A new bill that is being considered in Washington, D.C., could make it easier for some same-sex couples that marry in the U.S. capitol to get divorced.
The “Civil Marriage Dissolution Equality Amendment Act of 2011,” which was proposed by D.C. council member Phil Mendelson, would make it easier for same-sex couples that are married in Washington to dissolve their marriages if they currently live in a state that wouldn't otherwise recognize their divorce.
Current law states that at least one of the married individuals must be a resident of the District of Columbia for at least six months prior to beginning the divorce process there. If passed, the new bill would eliminate that required six-month period only for same-sex couples who live in jurisdictions that do not recognize same-sex unions.
The capitol's Committee on the Judiciary unanimously decided to send the bill to the full council in a vote on Tuesday, The Associated Press reports.
Bishop Harry Jackson, leader of Hope Christian Church in Beltsville, M.D., appealed the passing of the capitol city's same-sex marriage law all the way to the U.S. Supreme Court in 2010, when the high court declined to hear his appeal. He says he doesn't like the new bill because it appears to give same-sex couples additional rights.
“I think that to have special rules for gay marriage seems to be a little bit over the top. Because what it does, as far as I'm concerned, is it strikes at the very equality argument that is so often used,” Jackson told CP on Wednesday.
He says that “major social change” is occurring under the influence of “folks who in large numbers ... don't really want to enter into this institution with the same kind of permanency of ... heterosexuals in a similar situation.”
He also says that allowing easier divorces could result in the revelation that some same-sex marriages were motivated mostly by political desires.
“This may go to show that some of the marriages were just for political reasons and for the cause of forcing a symbolic sense of equality, not a needed transition of change,” he said.

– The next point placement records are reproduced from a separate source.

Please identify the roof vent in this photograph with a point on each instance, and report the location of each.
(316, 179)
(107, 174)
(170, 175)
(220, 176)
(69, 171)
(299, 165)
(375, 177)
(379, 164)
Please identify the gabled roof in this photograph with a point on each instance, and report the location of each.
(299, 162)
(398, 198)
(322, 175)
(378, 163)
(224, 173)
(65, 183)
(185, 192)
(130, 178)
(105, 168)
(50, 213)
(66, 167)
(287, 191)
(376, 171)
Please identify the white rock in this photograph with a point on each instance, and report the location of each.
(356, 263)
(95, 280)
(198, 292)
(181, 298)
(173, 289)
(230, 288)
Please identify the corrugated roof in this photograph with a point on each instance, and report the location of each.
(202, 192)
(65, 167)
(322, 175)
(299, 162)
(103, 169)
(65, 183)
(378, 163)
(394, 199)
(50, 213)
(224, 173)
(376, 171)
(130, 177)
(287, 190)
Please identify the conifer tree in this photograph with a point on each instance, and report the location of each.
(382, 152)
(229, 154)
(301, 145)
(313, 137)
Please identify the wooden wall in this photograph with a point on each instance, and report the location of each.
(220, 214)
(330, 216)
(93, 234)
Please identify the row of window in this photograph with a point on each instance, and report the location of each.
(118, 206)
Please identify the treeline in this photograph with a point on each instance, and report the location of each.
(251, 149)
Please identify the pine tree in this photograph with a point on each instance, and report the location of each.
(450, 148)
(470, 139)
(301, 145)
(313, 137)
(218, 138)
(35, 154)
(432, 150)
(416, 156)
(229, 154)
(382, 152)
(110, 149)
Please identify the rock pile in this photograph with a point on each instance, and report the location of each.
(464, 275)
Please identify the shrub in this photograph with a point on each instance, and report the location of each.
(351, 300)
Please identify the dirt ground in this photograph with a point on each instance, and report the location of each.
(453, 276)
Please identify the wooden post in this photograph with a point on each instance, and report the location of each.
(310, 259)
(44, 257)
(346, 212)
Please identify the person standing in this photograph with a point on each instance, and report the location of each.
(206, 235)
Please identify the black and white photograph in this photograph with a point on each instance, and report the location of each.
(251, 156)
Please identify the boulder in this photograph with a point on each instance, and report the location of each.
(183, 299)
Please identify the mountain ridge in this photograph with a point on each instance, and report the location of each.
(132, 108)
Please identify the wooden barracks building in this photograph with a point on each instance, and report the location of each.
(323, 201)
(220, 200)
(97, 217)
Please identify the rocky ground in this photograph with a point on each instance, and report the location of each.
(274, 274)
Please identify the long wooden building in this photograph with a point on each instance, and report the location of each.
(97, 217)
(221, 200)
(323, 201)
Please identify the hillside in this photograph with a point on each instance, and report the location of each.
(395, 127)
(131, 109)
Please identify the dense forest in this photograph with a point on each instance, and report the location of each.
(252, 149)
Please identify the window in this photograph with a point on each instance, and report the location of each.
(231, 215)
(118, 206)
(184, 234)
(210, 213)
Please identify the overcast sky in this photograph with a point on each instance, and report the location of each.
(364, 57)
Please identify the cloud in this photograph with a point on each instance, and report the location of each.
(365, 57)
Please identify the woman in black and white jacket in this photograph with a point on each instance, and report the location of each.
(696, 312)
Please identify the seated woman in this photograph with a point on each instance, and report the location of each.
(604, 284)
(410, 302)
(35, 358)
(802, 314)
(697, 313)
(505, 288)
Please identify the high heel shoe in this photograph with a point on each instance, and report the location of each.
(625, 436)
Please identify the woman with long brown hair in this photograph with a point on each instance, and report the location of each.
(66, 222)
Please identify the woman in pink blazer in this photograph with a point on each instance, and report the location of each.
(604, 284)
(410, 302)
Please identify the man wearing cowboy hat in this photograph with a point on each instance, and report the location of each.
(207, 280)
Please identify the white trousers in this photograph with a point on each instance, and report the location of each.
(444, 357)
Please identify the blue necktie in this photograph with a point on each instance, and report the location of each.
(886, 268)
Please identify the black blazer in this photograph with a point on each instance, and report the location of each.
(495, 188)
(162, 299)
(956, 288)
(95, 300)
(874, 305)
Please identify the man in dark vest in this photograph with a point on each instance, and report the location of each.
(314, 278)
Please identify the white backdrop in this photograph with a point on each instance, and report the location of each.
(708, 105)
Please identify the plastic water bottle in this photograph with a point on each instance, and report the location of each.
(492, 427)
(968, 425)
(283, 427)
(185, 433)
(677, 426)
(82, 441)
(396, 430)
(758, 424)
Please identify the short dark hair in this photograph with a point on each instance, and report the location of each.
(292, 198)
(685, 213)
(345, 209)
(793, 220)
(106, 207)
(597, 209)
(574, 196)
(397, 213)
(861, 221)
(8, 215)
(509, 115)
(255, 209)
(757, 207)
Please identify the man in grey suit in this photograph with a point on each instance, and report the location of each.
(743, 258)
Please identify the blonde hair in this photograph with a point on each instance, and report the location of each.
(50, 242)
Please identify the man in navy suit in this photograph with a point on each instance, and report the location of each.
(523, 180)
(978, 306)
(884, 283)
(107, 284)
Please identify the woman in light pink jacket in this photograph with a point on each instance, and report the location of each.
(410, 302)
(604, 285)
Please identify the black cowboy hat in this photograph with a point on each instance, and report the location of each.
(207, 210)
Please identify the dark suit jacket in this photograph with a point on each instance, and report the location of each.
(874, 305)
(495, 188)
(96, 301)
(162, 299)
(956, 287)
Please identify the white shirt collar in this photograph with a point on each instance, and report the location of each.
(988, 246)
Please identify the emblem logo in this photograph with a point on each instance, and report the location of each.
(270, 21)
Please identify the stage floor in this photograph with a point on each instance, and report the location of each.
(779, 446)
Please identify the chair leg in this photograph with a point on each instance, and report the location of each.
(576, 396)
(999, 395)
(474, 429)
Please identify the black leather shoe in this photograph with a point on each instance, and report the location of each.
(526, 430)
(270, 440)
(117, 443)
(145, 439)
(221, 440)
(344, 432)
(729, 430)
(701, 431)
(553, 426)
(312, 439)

Tom Feeney, spokesperson for the D.C. Courts, told The Christian Post on Monday that the courts don't keep separate statistics for the number of same-sex marriages and number of traditional marriages, but the increase in the overall number of marriage license applications could provide a rough idea as to the number of same-sex marriages that have occurred there.
From March 3, 2009 to March 2, 2010 the D.C. Courts received over 3,000 marriage applications. From March 3, 2010 to March 2, 2011 – the first year of legalized same-sex marriage in the district – that number jumped to over 6,500 applications.
Although he couldn't prevent the legalization of gay marriage in D.C., Jackson says he is focusing on what could prove to be the issue's next major battleground state: Maryland.
In July 2011, Maryland Governor Martin O'Malley said he would intensify his efforts to legalize same-sex marriage when the Maryland General Assembly's legislative session began in 2012, LGBTQNation.com reported. That legislative session began on Wednesday.
Jackson says he is working with the Maryland Marriage Alliance, a group dedicated to keeping the traditional definition of marriage and whose slogan is “One Man, One Woman,” in order to defend marriage in the state.
Derek McCoy, the leader of MMA, recently told The Christian Post just how important churches will be in the battle against same-sex marriage and for religious freedom in Maryland.
“I don’t think that the average Christian really understands what’s going on today,” he said. “That’s why the pastors are so critical and [that is] the reason we spend so much time working with them because the sleeping giant is the Church.”